Wednesday, April 11, 2007

Shoes on the Danube

Ferenc Liszt: If you thought the Transcendental Etudes were hard, watch me materialize 70kg of malamute.

It was very easy to sleep in this morning after yesterday's cross-countries excursion. Today I was just going to do a lap of the central part of town, to size things up, see what caught my eye.

It's nonsense!

We pretty much tripped over Liszt Ferenc tér (Franz Liszt Square) taking a detour off the main Andrassy Ave thoroughfare, realising later that Marton had circled it on a tourist map for us as a prime outdoor eating location. Aside from the hand-waving statue of the master, and one of the buildings of the Budapest Academy of Music that he founded, one finds a great choice of cafes and restaurants. Marton had suggested Menza, and it was a good choice, roast chicken with banana & apple, plus plum dumplings.

I found an interesting music store called CD Bar, with an large eclectic range of jazz, classical and Hungarian folk music. It's several cellar rooms, so Bondi spread out on the cool floor while I went a huntin'. It seems every music store I go into has an intriguing selection of CDs from the Budapest Music Centre, accompanied by a broken CD preview machine. That's a shame as I would love to sample some of the domestic releases.

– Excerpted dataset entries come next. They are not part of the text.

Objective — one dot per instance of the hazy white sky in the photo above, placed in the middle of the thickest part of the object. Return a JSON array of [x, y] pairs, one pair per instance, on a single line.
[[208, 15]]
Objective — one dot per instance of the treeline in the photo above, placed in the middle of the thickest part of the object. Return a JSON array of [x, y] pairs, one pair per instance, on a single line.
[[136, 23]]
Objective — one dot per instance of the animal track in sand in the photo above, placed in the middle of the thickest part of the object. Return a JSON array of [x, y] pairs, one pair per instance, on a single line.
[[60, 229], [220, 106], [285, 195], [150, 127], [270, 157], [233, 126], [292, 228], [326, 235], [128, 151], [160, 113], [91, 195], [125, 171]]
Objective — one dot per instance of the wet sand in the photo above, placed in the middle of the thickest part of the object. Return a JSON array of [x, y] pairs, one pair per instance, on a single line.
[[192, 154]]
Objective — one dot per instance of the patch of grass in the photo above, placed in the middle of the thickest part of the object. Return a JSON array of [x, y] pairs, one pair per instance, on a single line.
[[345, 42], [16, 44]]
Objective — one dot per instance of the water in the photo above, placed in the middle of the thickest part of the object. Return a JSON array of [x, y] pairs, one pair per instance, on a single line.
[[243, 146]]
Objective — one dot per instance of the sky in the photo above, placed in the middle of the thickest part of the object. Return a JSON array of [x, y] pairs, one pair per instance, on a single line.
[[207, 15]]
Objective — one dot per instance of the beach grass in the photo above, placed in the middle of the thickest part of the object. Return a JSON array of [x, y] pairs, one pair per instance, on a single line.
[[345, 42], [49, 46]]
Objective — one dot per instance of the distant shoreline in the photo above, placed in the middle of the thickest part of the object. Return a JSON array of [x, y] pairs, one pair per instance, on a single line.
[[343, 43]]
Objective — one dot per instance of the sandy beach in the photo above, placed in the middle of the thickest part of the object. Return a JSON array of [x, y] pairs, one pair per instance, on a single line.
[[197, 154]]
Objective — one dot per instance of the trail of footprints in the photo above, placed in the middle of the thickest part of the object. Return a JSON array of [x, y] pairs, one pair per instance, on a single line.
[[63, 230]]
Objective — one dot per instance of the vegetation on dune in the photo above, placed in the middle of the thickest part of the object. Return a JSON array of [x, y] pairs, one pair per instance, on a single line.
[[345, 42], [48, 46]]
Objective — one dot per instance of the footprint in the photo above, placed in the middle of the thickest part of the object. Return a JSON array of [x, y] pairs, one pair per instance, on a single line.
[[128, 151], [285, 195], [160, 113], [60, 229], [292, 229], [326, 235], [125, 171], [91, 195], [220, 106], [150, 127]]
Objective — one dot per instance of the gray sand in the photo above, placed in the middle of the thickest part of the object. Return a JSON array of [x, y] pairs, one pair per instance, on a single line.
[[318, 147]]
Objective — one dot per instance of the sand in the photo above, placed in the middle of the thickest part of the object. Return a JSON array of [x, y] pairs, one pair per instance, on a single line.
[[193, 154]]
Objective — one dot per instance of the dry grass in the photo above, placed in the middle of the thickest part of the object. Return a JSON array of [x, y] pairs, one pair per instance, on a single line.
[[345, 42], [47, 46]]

I'm being followed by the Víndówswistapöliz.

On the return leg of our walk, which would simply take us along the right bank of the Danube back to Poszonyi I saw this art installation, which I first assumed to be a modern piece of street art. It's certainly a recent work, but - as I overheard from some nearby people - it memorializes those people shot by the Arrow Cross militiamen, a fascist organisation active during WWII, the victims falling into the Danube. I had to sit down to take it all in. In its simple directness, it is at least as moving as Maya Linn's Vietnam Veterans Memorial in Washington DC.

Extensions to Parliament house awaiting the big Allen key from the IKEA depot

'Bad' stitch of 4 images of the Parliament building (actually Parlament) that came out rather well.

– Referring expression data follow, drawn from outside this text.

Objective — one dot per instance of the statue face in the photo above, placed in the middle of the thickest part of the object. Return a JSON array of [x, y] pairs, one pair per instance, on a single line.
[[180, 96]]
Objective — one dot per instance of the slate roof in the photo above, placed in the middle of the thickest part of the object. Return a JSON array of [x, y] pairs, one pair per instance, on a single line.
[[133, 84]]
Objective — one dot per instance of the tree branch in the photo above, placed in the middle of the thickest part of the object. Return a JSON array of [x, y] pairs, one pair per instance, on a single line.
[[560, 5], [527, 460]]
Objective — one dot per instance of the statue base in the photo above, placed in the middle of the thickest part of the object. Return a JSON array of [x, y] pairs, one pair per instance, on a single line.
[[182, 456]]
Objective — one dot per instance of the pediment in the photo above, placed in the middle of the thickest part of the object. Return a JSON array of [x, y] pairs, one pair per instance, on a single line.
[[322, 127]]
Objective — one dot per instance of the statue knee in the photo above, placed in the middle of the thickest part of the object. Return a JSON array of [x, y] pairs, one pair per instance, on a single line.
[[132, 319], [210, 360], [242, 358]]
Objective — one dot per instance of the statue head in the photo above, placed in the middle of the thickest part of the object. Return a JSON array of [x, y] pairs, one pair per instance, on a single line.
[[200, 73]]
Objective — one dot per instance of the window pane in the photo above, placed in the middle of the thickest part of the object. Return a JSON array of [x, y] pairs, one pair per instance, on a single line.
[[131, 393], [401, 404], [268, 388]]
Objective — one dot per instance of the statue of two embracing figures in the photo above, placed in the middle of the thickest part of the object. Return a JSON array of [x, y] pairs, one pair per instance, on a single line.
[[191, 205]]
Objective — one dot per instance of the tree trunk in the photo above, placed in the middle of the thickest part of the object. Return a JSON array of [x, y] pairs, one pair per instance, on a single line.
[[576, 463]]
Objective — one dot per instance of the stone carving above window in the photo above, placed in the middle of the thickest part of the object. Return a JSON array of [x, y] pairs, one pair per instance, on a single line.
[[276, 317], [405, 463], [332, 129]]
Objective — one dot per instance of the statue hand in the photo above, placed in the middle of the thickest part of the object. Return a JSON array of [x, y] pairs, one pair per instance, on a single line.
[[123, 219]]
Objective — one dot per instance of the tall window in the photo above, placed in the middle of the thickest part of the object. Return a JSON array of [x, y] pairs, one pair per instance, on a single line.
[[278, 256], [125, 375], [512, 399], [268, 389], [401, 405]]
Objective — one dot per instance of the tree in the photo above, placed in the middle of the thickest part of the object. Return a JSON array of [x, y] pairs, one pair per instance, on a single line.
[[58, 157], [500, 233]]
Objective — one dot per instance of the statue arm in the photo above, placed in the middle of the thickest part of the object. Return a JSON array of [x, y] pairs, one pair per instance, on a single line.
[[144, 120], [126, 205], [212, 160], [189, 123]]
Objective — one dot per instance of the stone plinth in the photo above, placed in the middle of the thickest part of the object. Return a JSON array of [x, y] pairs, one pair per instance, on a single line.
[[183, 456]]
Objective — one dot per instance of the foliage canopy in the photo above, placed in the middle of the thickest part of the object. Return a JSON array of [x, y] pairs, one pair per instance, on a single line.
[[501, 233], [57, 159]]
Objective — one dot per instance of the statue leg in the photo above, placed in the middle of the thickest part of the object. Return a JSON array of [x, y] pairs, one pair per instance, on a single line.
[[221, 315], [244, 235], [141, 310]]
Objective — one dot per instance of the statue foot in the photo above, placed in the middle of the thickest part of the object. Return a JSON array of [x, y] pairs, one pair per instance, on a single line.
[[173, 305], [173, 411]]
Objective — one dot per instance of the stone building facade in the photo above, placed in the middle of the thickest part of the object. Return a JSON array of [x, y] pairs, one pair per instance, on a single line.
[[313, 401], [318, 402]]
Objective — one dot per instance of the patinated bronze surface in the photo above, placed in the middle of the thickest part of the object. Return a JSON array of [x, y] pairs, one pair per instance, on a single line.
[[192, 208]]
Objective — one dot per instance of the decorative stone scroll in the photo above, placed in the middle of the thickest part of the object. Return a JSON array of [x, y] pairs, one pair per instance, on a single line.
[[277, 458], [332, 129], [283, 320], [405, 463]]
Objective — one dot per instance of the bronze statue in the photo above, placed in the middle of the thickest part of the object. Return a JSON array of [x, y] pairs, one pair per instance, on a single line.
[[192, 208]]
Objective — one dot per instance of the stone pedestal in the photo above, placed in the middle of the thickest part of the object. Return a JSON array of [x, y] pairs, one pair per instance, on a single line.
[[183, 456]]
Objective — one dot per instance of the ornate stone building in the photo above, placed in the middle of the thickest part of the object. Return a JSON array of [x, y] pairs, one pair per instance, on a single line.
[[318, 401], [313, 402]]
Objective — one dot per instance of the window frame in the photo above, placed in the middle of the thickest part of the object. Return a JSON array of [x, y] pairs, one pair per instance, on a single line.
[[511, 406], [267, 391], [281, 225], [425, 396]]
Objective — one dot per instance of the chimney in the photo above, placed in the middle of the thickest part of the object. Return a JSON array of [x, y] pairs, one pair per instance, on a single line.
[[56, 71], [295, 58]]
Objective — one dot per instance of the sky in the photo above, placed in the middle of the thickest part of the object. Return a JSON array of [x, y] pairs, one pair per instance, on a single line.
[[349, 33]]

Parliament building from the north of the Danube side.

Aboriginal T-shirts

I left Bondi at the apartment to rest and eat, while I went out to forage in the West End, the largest shopping mall in central Europe. Entering it from an underground metro station, the first thing that I noticed (after the don't bring in any bombs warning) was a store called Aboriginal, selling T-shirts emblazoned with New South Wales Athletic Dept logo text. Very surreal. They had another store on an upper level of the mall that had even weirder text about aboriginal feelings, Sydney Beach and New South Wales University*. I wasn't sure whether to laugh or be appalled by a lot of it. A store with this merchandise in New South Wales would cause a riot.

The mall had a food court with a Thai kitchen that made me unspeakably happy, as it's the first chance I've had to get any East Asian food since leaving London 7 weeks ago. They seemed to have many more customers than Cabbages 'r' Us just a few doors up.

Seen and noted: Szudoku puzzle books.

*There is a University of NSW - I did my Masters' degree there - but NSW University is a font-jockey's creation.